也許,也許她還能期待自己,有一個新的開始。
陶然在工地的食堂內,就是個透明人。
這是個大型工地,不管是工程方還是施工方,都有著正規的資質。
她還算是幸運,每個月都能按時領到工資。
在白拿了她半個月的工資後,負責管理食堂的三嬸大發慈悲的給她找了一個免費的住所。
是一個簡陋的鐵皮房子。
從前大約是個報廢的報刊亭,位置就在工地門口。
雖然熱起來像是個大烤爐,但終究是個能遮風擋雨的地方。
她已經很滿足了。
她依舊維持著蜷縮成一團的姿勢躺在單人床上。
有些習慣,不會隨著她出獄而輕易改變。
好在這一個月以來,已經漸漸習慣了熱鬧的人群,不會再被誰的一句話嚇的渾身顫抖。
隻是她始終遊離在外,當一個老老實實的透明人。
這就足夠了,她早已習慣了被人忽視。
而那光輝燦爛的過去,就像是上輩子,她連想都不敢想。
“咯吱——”
被反鎖起來的鐵皮門外,突然傳來一道刺耳的聲音。
陶然猛的從睡夢中驚醒過來。
現在已經是淩晨三點,工人們也早就下班了。
這裏是城郊,自然也不會有太多的路人。
她緊緊的貼在鐵皮上,心生恐懼。
是有人在撬門!
可會是誰呢?
“媽的,這鎖怎麼這麼費勁!”
緊隨其後的,是“咣當”一聲巨響。
大約是因為撬不開鎖,所以外麵的人惱羞成怒,試圖將門踹開。
陶然渾身發冷,恐懼甚至封閉住了她的喉嚨,讓她什麼動靜都發不出來。
“那就把它踹開!快點,好把裏麵的那個娘們拽出來,一會兒等到工人開工就完了!”
怎麼會還有一個人?
陶然的腦子裏,不可避免地蹦出了一些惡心的猜測。
她知道這附近有不少流浪漢。
之前在公園露宿的時候,她也曾經受到過流浪漢的騷擾。
隻是沒想到,他們的膽子居然這麼大!
這裏可是工地!
保安二十四小時巡邏,防止有人偷材料的地方,他們也敢膽子這麼大。
可陶然還是忘了,那些保安跟她之前所接觸到的哪能一樣?
一盒中檔的煙,或者是一瓶冰鎮啤酒,就能讓那些保安們對一個小小的報刊亭的安危視而不見。
而她,一個獨來獨往,又不喜歡跟人接觸的單身女人。
早就成為了那些齷齪之人的目標。
“急什麼?等她出來了咱倆誰先?”
“嗬,老規矩,煙是我買的,當然是我先。
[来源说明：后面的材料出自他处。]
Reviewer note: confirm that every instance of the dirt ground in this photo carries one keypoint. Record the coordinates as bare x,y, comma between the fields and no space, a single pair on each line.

”
門外的倆人,已經商量好了她的歸屬問題。
門內,陶然狠狠地掐了自己的大腿內側,疼痛讓她恢複了鎮定。
除了一張床,她沒有任何可以遮擋的地方。
裏麵也沒有燈,她隻能在黑暗中胡亂摸索。
終於,讓她摸到了一個玻璃的可樂瓶。
那還是三嫂好心送給她的,她一直舍不得喝,就算是喝光了也要把瓶子洗幹淨放好。
誰又能想到竟然成了她唯一的防身武器。
單薄的鐵皮門,終究是抵擋不住兩個成年男人的力氣。
她緊緊地握住了可樂瓶子,在門開的瞬間,猛地撲了過去。
“我的頭!”
“媽的臭娘們,你給我站住!”
混亂中,陶然已經不記得她打到了誰。
她胡亂地揮動著玻璃瓶,哪怕碎裂的玻璃碎片劃傷了自己也毫無知覺。
瘋了一樣的衝向工地入口的位置。
那裏有光,有人,她會得救的!
但她沒想到,身後的兩個人卻被她激起了更大的凶意,對她窮追不舍。
陶然終於跑到了門口。
可不管她如何拍大門,如何呼救,燈火通明的保安亭裏沒有任何動靜。
她愣住了。
還來不及思考,就被人狠狠地抓住了頭發。
“臭娘們,跑啊!我看你怎麼跑!”
男人氣壞了,抬手就給了她兩個巴掌。
那是兩個經常在附近晃悠的流浪漢,盡管身體並不強壯,但對付她卻是綽綽有餘。
“你們放開我!這是違法的,我要報警!”
陶然不停地拳打腳踢來反抗。
兩個人也是沒想到她會如此激烈的掙紮,竟真的讓她再次掙脫。
這一次,陶然一頭衝向了大路。
突然間,更加刺耳的刹車聲響起。
陶然被重重地撞飛,而後又重重落地。
鮮血,從她的身下緩緩流出。
兩個流浪漢沒想到會是這樣的結果,忙撒腿就跑。
他們並沒有看清楚那輛車,是一輛價值超過百萬的豪車。
司機趕忙從駕駛室裏跑出來,蹲在陶然的身邊查看她的情況。
“少爺,是個女的!還沒死!”
“哦。”
慵懶的聲音裏,還帶著些許的疲憊。
裏麵的人緩緩降下了車窗,鑽出一顆俊朗帥氣的腦袋來。
“沒死,嘖,麻煩了。”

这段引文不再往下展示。